I never met her. I wish I had. But I knew she was a reporter, a good reporter telling of bad wars, and telling all the sides. And this one in Kobani (Ayn al-Arab) has many more sides than two, all of them bloody, all of them reeking of criminality. This carnage in Syria is perhaps the most corrupt, criminal, imperial assault in modern history. There are no “good guys” in this slaughter on the rapidly crumbling edge of Turkey. It’s all lies, deceit and power politics. Call it murder. Call it the ultimate man’s tough-guy game—bombardment, siege, street-fighting, and always the stupidity.
The dogs of war run wild and ignorantly. For what? For a nothing town destroyed by chaos. She was telling as much as she could. The Turks there, the intelligence guys, the cops, the Turkish army, all the government “watchers” watched her and her partner, Judy Irish. She was called a spy. Watch out, they said. Maybe you’ll even be arrested, they mumbled. And the word got around. Not an easy assignment. She confessed that she was worried. Who wouldn’t be?
Note the eyes. They would tell exactly what they saw, wouldn’t they? She had two children, this beautiful Lebanese-American woman. She was 30 years-old, hard-working and dedicated. Perhaps it was Napoleon who spoke about his Marshalls “marching towards the sound of the guns.” She didn’t need the advice. She followed the danger instinctively. Maybe she could make sense of it all in Iraq, Lebanon, the Ukraine, and lastly, Turkey? Maybe? Maybe not? She told of the ISIS killers being smuggled into Syria in trucks with NGO labels like World Food Organization. Turkey has been at this double-dealing game for years. But this kind of truth hurts and it did not endear her to the Turkish “watchers” and “handlers” and “muscle-guys.”

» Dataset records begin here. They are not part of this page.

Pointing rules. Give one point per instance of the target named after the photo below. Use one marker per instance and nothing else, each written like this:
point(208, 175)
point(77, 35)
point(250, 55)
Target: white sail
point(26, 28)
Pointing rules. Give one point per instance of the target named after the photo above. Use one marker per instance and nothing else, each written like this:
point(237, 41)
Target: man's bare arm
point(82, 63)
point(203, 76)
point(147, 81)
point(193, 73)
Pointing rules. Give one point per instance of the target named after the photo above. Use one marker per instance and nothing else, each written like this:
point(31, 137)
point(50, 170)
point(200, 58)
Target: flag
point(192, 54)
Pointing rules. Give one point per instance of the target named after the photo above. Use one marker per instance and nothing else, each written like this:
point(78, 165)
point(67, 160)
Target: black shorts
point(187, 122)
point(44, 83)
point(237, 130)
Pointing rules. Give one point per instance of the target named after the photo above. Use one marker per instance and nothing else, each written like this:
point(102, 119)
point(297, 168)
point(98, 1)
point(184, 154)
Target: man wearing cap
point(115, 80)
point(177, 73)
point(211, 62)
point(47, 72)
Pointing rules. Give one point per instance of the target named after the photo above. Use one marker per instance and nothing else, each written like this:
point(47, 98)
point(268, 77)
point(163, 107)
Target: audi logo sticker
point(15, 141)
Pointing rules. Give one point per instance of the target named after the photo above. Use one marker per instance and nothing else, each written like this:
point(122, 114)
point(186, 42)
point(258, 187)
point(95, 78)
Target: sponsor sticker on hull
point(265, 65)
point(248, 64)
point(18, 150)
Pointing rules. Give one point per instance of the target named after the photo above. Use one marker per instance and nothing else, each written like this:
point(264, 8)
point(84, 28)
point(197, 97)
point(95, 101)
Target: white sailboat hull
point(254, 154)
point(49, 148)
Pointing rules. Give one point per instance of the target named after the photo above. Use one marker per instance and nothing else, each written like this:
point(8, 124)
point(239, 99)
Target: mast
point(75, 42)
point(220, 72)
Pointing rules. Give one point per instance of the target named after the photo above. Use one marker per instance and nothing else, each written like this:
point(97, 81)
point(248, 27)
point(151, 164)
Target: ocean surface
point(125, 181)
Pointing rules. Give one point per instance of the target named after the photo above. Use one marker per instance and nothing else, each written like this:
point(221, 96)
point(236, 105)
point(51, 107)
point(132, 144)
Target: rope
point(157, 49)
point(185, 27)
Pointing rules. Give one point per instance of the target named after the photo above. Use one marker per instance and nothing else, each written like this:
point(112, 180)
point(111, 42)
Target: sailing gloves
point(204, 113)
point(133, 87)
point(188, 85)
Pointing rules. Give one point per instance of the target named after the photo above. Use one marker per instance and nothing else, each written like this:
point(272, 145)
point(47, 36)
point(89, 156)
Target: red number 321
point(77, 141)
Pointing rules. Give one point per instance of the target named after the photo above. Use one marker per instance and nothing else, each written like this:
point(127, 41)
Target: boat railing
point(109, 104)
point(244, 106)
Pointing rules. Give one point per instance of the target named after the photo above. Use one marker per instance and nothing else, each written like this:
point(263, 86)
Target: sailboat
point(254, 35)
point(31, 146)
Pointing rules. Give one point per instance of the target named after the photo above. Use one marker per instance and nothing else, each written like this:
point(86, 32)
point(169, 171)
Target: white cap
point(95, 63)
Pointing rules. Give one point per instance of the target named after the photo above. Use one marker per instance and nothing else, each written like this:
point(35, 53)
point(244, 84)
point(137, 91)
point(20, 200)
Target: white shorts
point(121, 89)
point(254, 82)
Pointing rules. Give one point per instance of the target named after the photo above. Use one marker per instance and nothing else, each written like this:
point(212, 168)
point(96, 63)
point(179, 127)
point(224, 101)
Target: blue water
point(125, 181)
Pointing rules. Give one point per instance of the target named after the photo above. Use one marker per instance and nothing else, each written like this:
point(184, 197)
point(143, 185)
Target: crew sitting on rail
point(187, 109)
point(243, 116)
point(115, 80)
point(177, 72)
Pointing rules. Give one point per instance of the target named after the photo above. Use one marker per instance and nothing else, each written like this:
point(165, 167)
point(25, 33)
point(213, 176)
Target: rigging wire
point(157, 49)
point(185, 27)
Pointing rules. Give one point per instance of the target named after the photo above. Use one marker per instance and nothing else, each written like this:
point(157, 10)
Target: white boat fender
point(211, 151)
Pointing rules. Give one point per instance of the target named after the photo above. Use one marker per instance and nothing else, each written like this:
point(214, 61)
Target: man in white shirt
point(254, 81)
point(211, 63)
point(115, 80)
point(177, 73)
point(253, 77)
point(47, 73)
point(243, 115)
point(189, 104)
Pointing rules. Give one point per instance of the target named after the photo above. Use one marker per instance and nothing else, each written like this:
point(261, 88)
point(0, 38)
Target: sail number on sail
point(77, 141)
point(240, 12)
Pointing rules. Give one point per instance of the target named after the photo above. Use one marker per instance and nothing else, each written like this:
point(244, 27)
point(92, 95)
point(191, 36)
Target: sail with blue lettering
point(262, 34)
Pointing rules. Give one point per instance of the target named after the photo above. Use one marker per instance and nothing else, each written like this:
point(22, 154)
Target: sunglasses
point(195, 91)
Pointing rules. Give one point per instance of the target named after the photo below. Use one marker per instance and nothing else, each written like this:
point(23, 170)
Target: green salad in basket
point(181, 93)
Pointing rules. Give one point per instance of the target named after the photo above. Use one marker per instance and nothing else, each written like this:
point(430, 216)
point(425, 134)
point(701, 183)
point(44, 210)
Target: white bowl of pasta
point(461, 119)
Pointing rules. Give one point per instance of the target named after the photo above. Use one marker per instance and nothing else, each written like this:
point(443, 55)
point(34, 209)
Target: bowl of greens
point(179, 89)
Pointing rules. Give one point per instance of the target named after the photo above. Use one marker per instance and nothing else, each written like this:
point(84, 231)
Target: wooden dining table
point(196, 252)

On the way back to the hotel in a town called Suruç a cement-mixer truck, massive and deadly accurate, somehow, some way, intervened to crush her car and her. It all had the stink of bad fish. Based on the historic violence visited upon journalists and other dissenters in Turkey such a first impression of foul play is logical.
The governor of that area immediately said that "Turkey is a democratic state of law. The allegations are completely untrue.” What is completely untrue is exactly what he said. Democracy and the rule of law have both been crushed by the cement-mixer truck known as the Turkish government. And Serena confirmed that in her reportage. And so passes a brave young woman’s life in Turkey. And so continues the war.